Friday, December 21, 2001
Holiday traditions bring us together
With Hanukkah and Ramadan barely past, those of us who celebrate the Christmas holidays are moving into high gear with only four days left until Christmas Day.
This year as I travel around town at night, I marvel at the numbers of Christmas lights twinkling on trees, on front porches, on roof-tops and in windows. I don't remember another Christmas season in Carlisle where the Christmas lights were in such abundance. Maybe this has something to do with the stressful months we have recently experienced and our need to retreat into the warmth and comfort of our homes. What we also may be saying is no matter what has happened we are determined to celebrate this holiday as we have in the past.
Each family has its own holiday traditions, but here in Carlisle there are certain traditions we can all share together. In early December the First Religious Society holds their Greens Sale in Union Hall. It's the perfect place to pick out a wreath and stop for a delicious lunch at noontime, not to mention the opportunity to run into an acquaintance or two. Then there is the tree-lighting ceremony, a few days later on the Town Green.
In mid-December the Carlisle School Music Department holds its annual winter concerts featuring the school bands and choruses. These have become such popular events for parents with school-age children that seats in Corey Auditorium have been at a premium.
Come Christmas Eve, with Christmas cookies and breads wrapped and ready to give to friends and neighbors, and preparations for the holiday meal well under control, it is time to attend the Christmas Eve services held at the churches in town. Opening their doors to those wishing to attend, The First Religious Society has stated, "Our church is open to all those who wish to join their spiritual journey with ours in a spirit of openness and tolerance."
On Christmas Eve, at 6:30 p.m., under the Christmas tree on the Town Green, there will be caroling to music provided by Carlisle musicians under the direction of long-time Carlisle resident Walter Woodward. We're sure to see students home for the holidays with their families and friends, extended families back together for holiday celebrationsyoungsters and oldsters alike. With the conclusion of "Silent Night," and many a "Merry Christmas" trailing off into the darkness of night, it will be time to head for home.
For those driving down Westford Street, there is one final reminder of the magic and mysteries of this holiday season. Out in the meadow, just beyond Rockland Road, standing alone, is a single fir tree all aglow in its twinkling lights, wishing everyone a Merry Christmas and a peaceful goodnight.

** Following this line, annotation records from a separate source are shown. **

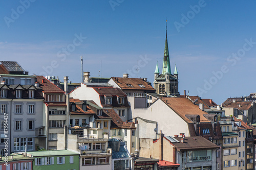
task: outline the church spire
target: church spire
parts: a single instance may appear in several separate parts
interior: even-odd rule
[[[155,70],[155,74],[159,74],[159,69],[158,69],[158,62],[157,61],[157,66],[156,67],[156,70]]]
[[[169,57],[169,50],[168,48],[168,41],[167,40],[167,20],[165,27],[165,45],[164,46],[164,54],[163,56],[163,70],[162,71],[162,74],[163,75],[165,75],[165,72],[169,72],[170,74],[172,74],[170,71],[170,58]]]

Fact and fiction this Christmas
I suppose some of us will be able to put up seasonal lights and rush out to buy Quidditch card games and Hermione puzzles and have a "merry little Harry Potter Christmas," but we may have to work at it harder this year. We're told it can be part of our indomitable American spirit to rise phoenix-like from the ashes to show "them" they didn't win, and armed with credit cards, we can fight back.
But it's going to be hard. The events of September 11th stretch and reach long enough to this month and "embrace" our Christmas celebration this year. A "hole has been torn in life," to use a phrase from Alberto Giacometti. At 19 he was shocked by the death of an older friend and was obsessed with that event. In fact, for the next 25 years that loss became a point of reference for his tireless, searching mind, and his work as a sculptor of the fragile and impermanent. We can't live with total disorder or at the mercy of random chance and fear. That means chaos for society and craziness for the individual. We all feel the brevity of life and pressure of our limits, and when our sense of order is "torn," it is life threatening. We must repair the hole . . . but how?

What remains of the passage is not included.